As global big tech strengthens its dominance in the generative artificial intelligence (AI) market, the Fair Trade Commission has taken action. The goal is to curb monopolistic practices of global corporations and establish a fair competitive order. The Fair Trade Commission plans to initiate legal and institutional improvements next year to create a fair competition environment, focusing on data monopolies and mergers.
According to the report "Generative AI and Competition," recently published by the Fair Trade Commission on the 22nd, the commission analyzed that generative AI provides "economies of scale" favorable to initially leading corporations due to the substantial capital and data access required. This market structure serves as a significant entry barrier for latecomers, widening the gap over time, according to the commission's assessment.
This report was compiled to examine potential unfair competition and consumer harm in the generative AI market, which has gained attention since the advent of ChatGPT, and to identify policy tasks to address these issues.
In the AI semiconductor market, Nvidia holds a dominant position, followed by global corporations such as Intel and AMD. Domestic companies like Sapeon Korea, Rebellion, and FuriosaAI have entered the competition, but the Fair Trade Commission evaluated that the gap in technology and capital with global big tech remains significant. This is not just a technological disadvantage but a structural issue stemming from market dominance, which acts as a barrier to the development of the domestic AI industry, the commission added.
The Fair Trade Commission also noted similar patterns in the cloud infrastructure market. While global corporations like Amazon Web Services (AWS), Microsoft, and Google dominate the global market, domestic corporations such as Naver Cloud and KT Cloud face difficulties in expansion due to a lack of technology and capital. This environment confines domestic corporations to competition in specific areas rather than competing in the global market, the commission pointed out.
The Fair Trade Commission sees a possibility that the monopolistic practices of global big tech could also negatively impact consumers. This is due to the potential restrictions on data access rights, bundled sales of essential resources, and unilateral setting of transaction conditions that could make market entry more challenging for latecomers. This could lead to a reduction in consumer choices and rising service prices.
Lee Jun-heon, director of the Fair Trade Commission's market surveillance policy division, noted, "We are reviewing a gradual improvement direction through subordinate regulations or notices rather than independent legal amendments," and added, "We plan to publish a policy report focused on the AI data market next year."
The Fair Trade Commission believes it is necessary to regulate new types of mergers beyond traditional forms. Existing merger regulations have been limited to traditional forms such as stock acquisitions or mergers, but global big tech is judged to be enhancing market dominance through various means such as technology licenses, asset sharing, and partnerships. The United Kingdom has already included non-traditional mergers as a subject for regulation, and the commission is considering improvements to the domestic legal system with reference to this.

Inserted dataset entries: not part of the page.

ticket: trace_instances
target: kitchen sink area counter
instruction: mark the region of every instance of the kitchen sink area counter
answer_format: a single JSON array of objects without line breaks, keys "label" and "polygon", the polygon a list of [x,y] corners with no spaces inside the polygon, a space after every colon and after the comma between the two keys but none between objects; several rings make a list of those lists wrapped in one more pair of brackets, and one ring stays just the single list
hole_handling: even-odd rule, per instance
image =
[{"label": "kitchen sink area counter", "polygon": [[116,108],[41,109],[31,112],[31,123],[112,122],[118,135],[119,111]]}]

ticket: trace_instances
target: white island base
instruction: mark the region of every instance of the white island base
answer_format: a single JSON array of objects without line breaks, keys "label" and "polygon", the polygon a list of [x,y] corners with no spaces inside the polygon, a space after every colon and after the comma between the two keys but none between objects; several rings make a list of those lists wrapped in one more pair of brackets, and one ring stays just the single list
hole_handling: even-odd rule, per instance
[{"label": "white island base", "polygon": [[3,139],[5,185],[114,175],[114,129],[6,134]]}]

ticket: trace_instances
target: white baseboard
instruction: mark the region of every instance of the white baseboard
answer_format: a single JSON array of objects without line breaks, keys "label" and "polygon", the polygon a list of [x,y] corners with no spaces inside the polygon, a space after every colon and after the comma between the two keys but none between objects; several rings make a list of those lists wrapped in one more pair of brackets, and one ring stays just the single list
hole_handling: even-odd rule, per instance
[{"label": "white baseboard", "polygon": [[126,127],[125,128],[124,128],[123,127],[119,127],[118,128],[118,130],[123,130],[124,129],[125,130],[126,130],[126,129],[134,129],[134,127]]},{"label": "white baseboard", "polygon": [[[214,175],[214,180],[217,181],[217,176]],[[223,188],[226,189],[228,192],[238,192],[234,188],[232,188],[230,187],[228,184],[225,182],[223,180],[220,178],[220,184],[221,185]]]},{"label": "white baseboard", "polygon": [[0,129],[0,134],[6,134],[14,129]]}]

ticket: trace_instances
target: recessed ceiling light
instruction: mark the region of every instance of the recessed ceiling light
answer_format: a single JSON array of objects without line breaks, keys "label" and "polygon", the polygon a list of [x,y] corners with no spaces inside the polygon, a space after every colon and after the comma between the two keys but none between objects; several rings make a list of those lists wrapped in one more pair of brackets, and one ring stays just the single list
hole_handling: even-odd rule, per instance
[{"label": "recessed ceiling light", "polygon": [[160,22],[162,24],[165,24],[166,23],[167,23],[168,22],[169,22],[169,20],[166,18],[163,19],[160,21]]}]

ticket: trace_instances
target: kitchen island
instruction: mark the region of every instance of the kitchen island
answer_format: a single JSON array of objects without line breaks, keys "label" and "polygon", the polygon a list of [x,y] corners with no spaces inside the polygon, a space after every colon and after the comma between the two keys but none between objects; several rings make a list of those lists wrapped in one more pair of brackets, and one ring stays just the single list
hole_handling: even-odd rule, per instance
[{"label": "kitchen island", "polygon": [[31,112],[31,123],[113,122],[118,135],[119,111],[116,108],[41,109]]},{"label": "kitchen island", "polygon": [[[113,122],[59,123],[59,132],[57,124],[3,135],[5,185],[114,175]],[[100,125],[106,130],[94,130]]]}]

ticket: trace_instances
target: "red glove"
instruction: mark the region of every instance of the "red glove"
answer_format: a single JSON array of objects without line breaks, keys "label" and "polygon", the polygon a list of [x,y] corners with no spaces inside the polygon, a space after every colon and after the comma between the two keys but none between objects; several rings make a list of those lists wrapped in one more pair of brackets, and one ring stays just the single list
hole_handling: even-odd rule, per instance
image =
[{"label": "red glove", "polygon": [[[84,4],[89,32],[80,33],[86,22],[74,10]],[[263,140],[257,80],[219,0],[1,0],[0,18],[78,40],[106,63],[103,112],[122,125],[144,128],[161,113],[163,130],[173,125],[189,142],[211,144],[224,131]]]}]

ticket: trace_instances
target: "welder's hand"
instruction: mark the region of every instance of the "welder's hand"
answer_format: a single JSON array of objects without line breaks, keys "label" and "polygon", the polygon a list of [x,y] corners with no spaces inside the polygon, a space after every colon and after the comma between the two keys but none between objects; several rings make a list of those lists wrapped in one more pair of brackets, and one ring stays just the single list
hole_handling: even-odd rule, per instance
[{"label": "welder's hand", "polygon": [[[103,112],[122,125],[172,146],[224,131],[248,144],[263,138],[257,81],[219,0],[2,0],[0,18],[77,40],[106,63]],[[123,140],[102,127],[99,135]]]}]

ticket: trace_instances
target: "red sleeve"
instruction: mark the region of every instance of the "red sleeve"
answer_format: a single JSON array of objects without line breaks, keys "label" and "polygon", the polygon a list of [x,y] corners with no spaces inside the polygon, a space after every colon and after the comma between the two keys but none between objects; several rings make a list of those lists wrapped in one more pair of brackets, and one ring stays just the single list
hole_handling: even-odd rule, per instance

Accordingly, the Fair Trade Commission is expected to closely monitor related activities centered on the vertical integration and strengthening of market dominance by global big tech. In particular, actions by big tech corporations in the AI industry that combine technology platforms and key resources to exclude competitors or promote favorable conditions for their services may become subject to sanctions. Activities such as restricting competitors' entry by combining operating systems (OS) and AI technology or setting transaction conditions using technology licenses are representative areas likely to be scrutinized.
The Fair Trade Commission also plans to closely monitor activities that raise concerns about competition restrictions in the domestic AI ecosystem. In particular, it sees potential issues if consent from copyright holders is not clearly obtained in the process of collecting data for generative AI development, or if consumers are not fully aware even if this is included in the terms and conditions.
Earlier, the German competition authority imposed corrective measures on Facebook in 2019. The German authority judged that Facebook's actions of collecting and using user data based on service terms constituted an abuse of its dominant market position. In this process, it was determined that the content specified in the terms was neither sufficiently understood nor agreed upon by consumers, and corrective measures were issued to amend the data collection and use methods accordingly. The Fair Trade Commission plans to refer to the German case to closely examine consumer consent procedures and the content of terms and conditions in domestic data utilization processes.
Experts say that a regulatory framework by the Fair Trade Commission is necessary as the AI market is rapidly evolving. Professor Lee Jeong-hee of Chung Ang University's Department of Economics noted, "While the AI market is expanding, it is like a road without traffic lights," adding, "There may always be opposition to regulatory strengthening, but regulatory gaps could lead to greater side effects, so guidelines are necessary."